FORT LAUDERDALE, FLA. (WSVN) - The owner of a South Florida car dealership is breathing a sigh of relief after a Jeep valued at $200,000 that, he said, was stolen near the business has been safely recovered.

Joseph Ghattas, the owner of SoFlo Jeeps in Fort Lauderdale, said the luxury vehicle was found late Friday night in perfect shape.

“It’s in pristine condition. They didn’t even put a mile or two on the car,” he said.

This is not your average truck. The Jeep, an Apocalypse Hellfire, is massive and one of a kind.

“It’s a high horse power, diesel, six-wheel drive, luxury monster,” he said.

Ghattas described the heist that, he said, went down at around 3 a.m. on Thursday.

“A couple of guys got in the car with a laptop, programmed it, started it up and left with the vehicle,” he said.

Ghattas said the theft took place after he spent three months building the high-end Jeep for a customer. He said the truck was featured in the trailer for the upcoming movie “The Lost City,” starring Sandra Bullock and Channing Tatum.

Ghattas said he drove the Jeep to his house, located behind the dealership, off Broward Boulevard, and left it there overnight.

When he woke up, he said, the distinctive six-wheel beast was gone.

The surveillance video captured the subjects at work.

“The Mustang pulls up, passes the house. A guy gets out of the car, jogs back to the vehicle, gets in the car,” said Ghattas. “It starts right up, all the lights come on, they back up and zoom away, and them and the Mustang go down 14th [Avenue] to Broward [Boulevard]. We don’t know where they went from there.”

But after the story aired on 7News Friday evening, Ghattas said, a viewer called him and said he spotted the Jeep less than two miles away.

​”He says, ‘I see the truck that you’re talking about on the news right here.’ We’re like, ‘Where are you?’ He says, ‘Right by the Stranahan High School, parked in an alley behind their field,'” he said. “We drive out there, and there it was.”

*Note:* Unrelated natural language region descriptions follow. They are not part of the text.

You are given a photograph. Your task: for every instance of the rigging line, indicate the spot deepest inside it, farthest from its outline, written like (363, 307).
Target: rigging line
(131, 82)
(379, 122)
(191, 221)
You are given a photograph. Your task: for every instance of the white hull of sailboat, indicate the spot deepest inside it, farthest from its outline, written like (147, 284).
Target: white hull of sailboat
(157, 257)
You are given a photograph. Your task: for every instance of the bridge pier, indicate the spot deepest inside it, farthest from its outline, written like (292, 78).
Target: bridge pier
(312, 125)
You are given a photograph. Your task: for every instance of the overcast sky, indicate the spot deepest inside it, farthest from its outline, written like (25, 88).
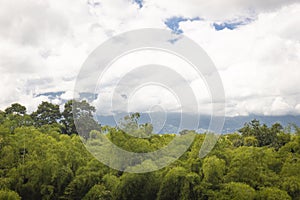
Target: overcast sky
(255, 45)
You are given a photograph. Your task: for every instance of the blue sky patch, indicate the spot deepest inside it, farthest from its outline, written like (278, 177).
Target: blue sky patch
(173, 23)
(139, 2)
(231, 25)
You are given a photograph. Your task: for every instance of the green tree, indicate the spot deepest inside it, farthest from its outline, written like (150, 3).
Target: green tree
(16, 108)
(47, 113)
(213, 170)
(273, 193)
(236, 191)
(9, 195)
(98, 192)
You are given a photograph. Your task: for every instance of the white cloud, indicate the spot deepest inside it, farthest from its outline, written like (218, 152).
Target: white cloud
(44, 43)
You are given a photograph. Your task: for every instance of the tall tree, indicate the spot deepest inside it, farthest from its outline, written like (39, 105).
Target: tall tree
(47, 113)
(16, 108)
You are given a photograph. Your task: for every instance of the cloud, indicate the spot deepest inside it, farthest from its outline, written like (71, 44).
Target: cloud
(254, 44)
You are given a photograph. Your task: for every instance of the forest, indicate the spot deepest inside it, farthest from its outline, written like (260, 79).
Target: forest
(43, 157)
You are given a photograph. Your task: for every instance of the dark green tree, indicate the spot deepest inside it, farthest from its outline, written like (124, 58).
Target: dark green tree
(16, 108)
(47, 113)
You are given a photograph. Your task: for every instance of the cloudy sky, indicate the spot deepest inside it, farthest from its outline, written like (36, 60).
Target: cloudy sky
(254, 44)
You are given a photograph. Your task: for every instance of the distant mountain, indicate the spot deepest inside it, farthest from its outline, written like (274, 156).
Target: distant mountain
(232, 124)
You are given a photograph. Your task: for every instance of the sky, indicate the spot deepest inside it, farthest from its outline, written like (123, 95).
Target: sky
(254, 44)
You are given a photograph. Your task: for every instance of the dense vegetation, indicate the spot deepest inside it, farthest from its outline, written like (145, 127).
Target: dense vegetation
(42, 157)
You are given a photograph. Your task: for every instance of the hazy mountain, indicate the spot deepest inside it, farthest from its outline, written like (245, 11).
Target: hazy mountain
(232, 124)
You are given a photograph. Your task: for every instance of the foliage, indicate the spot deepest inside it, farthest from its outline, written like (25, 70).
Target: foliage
(42, 157)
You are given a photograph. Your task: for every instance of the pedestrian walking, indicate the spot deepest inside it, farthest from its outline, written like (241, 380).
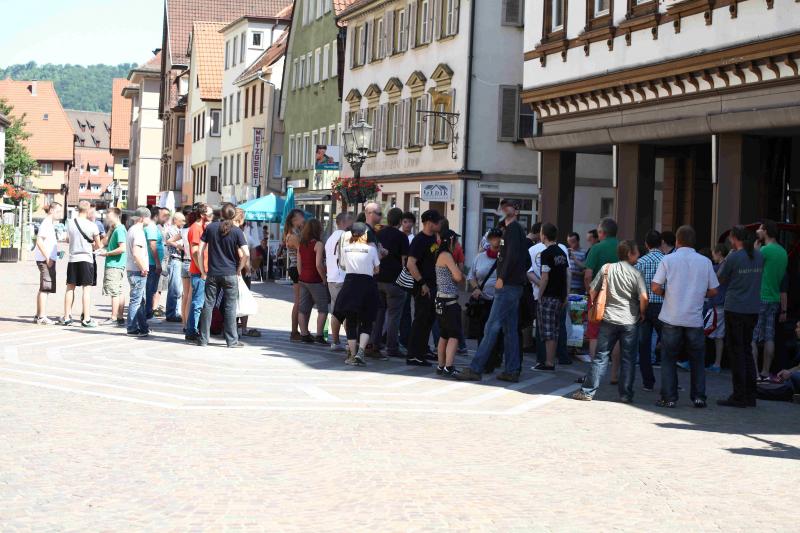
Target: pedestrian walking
(742, 271)
(45, 253)
(421, 265)
(773, 298)
(335, 275)
(357, 303)
(228, 254)
(203, 215)
(648, 265)
(293, 225)
(84, 239)
(313, 279)
(689, 279)
(116, 260)
(138, 266)
(391, 298)
(512, 267)
(174, 259)
(448, 311)
(626, 304)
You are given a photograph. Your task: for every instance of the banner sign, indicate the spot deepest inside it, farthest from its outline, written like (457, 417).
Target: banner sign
(258, 141)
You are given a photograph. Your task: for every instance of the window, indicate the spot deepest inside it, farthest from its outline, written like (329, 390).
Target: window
(216, 130)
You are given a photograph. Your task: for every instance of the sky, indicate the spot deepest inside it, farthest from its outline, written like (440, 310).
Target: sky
(79, 32)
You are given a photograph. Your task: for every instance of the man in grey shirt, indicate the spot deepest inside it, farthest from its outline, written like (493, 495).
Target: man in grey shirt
(626, 303)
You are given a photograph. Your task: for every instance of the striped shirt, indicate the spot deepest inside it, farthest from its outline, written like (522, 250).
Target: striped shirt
(648, 265)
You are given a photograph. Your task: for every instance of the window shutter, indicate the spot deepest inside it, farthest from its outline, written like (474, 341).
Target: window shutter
(437, 19)
(412, 24)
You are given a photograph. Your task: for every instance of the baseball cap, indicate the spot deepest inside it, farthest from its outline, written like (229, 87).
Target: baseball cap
(431, 215)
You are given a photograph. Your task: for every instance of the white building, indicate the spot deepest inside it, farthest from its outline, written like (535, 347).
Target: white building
(243, 101)
(455, 56)
(204, 110)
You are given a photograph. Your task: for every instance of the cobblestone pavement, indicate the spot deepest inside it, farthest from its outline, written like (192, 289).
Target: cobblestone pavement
(105, 432)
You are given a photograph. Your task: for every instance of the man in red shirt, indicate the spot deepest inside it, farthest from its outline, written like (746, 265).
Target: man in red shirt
(203, 215)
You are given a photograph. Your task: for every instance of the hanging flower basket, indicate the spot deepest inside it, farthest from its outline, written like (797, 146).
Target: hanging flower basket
(350, 191)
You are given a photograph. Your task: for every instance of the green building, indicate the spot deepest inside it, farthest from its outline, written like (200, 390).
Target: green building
(311, 101)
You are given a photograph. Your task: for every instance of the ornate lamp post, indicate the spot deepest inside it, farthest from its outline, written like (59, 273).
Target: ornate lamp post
(357, 141)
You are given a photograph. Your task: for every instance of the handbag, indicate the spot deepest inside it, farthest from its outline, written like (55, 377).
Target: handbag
(598, 308)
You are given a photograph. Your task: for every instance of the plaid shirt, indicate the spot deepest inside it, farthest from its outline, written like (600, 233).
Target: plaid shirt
(647, 265)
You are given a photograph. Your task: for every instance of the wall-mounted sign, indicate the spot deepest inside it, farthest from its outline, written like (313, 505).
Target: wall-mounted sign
(258, 140)
(440, 191)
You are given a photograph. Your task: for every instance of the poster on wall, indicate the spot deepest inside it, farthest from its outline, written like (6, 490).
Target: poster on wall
(258, 142)
(327, 157)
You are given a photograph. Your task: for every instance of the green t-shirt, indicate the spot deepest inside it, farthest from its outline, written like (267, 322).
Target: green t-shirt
(118, 236)
(775, 261)
(601, 254)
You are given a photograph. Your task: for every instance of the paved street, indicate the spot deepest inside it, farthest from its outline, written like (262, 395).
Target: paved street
(105, 432)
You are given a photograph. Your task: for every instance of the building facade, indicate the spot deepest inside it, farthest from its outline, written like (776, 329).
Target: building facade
(144, 170)
(243, 103)
(694, 106)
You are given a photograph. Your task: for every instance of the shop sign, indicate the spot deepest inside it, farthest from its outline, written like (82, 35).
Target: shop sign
(440, 191)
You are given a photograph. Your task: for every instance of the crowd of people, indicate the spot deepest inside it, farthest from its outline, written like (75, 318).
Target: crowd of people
(650, 305)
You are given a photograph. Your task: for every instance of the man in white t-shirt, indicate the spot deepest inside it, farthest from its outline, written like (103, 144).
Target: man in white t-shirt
(46, 253)
(84, 239)
(335, 274)
(535, 275)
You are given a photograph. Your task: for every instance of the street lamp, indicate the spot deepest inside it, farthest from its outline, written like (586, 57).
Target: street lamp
(357, 141)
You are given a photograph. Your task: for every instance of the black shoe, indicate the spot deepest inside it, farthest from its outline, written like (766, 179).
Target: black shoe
(509, 377)
(730, 402)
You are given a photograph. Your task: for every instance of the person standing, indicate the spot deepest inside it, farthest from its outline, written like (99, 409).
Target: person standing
(116, 261)
(648, 265)
(204, 214)
(689, 279)
(357, 304)
(46, 254)
(553, 293)
(138, 265)
(175, 255)
(313, 289)
(626, 303)
(228, 255)
(512, 266)
(773, 300)
(391, 297)
(335, 274)
(84, 239)
(742, 270)
(421, 265)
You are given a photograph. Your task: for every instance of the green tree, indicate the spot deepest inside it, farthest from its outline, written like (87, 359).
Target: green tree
(17, 156)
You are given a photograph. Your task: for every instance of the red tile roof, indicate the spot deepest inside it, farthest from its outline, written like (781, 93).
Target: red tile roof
(182, 13)
(208, 47)
(51, 134)
(120, 116)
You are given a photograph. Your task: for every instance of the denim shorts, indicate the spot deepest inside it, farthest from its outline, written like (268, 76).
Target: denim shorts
(765, 329)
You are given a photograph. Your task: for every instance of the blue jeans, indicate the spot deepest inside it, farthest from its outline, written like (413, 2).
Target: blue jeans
(504, 315)
(673, 338)
(651, 322)
(137, 321)
(230, 285)
(152, 288)
(196, 305)
(609, 334)
(175, 290)
(561, 346)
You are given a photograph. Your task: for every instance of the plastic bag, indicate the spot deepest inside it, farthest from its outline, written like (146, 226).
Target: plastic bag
(246, 305)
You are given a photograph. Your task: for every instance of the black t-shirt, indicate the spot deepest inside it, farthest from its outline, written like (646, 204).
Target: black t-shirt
(396, 243)
(424, 249)
(223, 251)
(556, 263)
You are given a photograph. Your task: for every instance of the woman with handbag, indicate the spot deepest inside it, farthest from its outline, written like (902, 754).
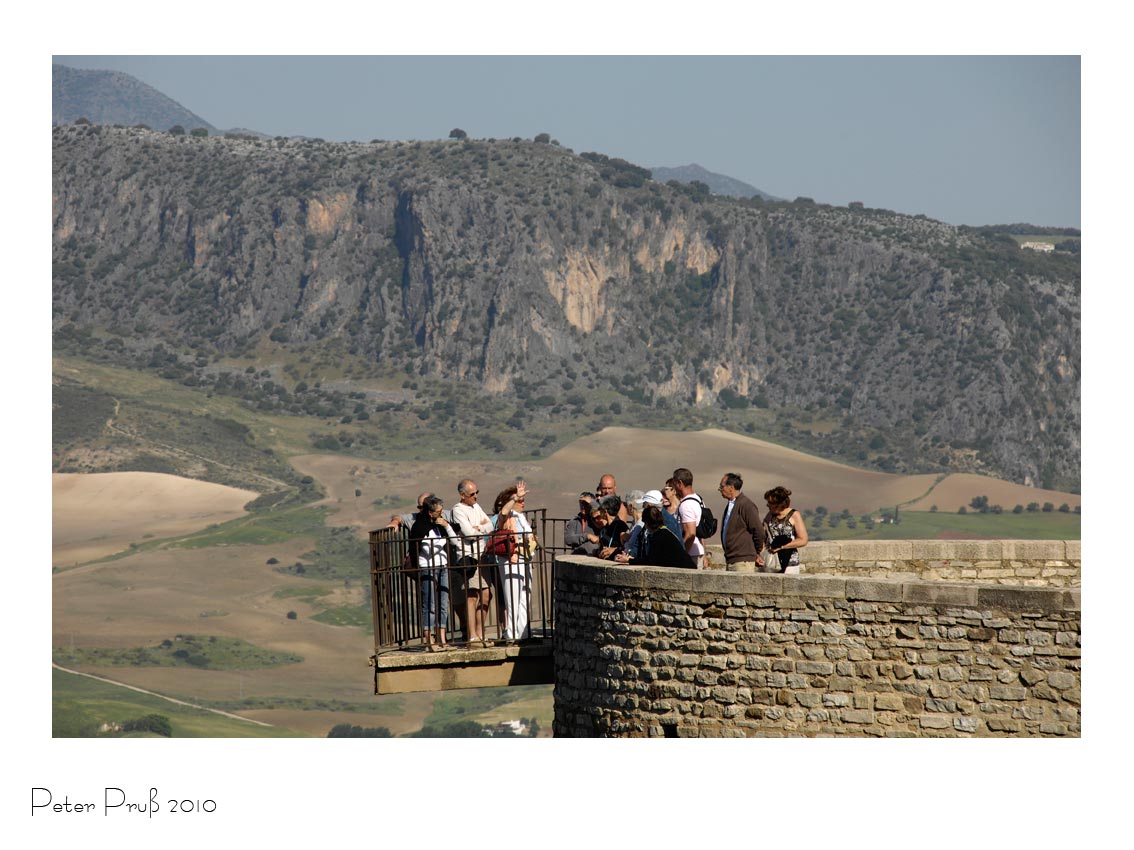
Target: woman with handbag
(430, 538)
(784, 529)
(514, 544)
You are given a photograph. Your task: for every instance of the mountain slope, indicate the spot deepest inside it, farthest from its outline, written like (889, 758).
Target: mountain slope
(115, 98)
(549, 278)
(717, 184)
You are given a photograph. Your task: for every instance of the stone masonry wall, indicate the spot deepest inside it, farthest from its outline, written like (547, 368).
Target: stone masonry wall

Ghattas said they then called police.

“They came and they fingerprinted the car. They said, ‘We got some good fingerprints off of it,'” he said. “They marked it as recovered, and they said, ‘You’re good to go. You get to take your vehicle home.'”

The car dealership owner said he’s thankful the truck was so easy to spot, especially since it’s so unique, and now the customer will finally be able to get his hands on the high-end vehicle that he waited so long to drive.

“A three-month-long build, and we’ve got a customer on the other line who’s dying to get his vehicle. He got a call at the last minute that said, ‘Hey, your car’s stolen,'” he said, “and now we get to call him shortly after this and say, ‘Good news: we got the car back.'”

Ghattas had offered a $5,000 reward for information about the Jeep’s whereabouts. The 7News viewer who called and helped find the vehicle received the money.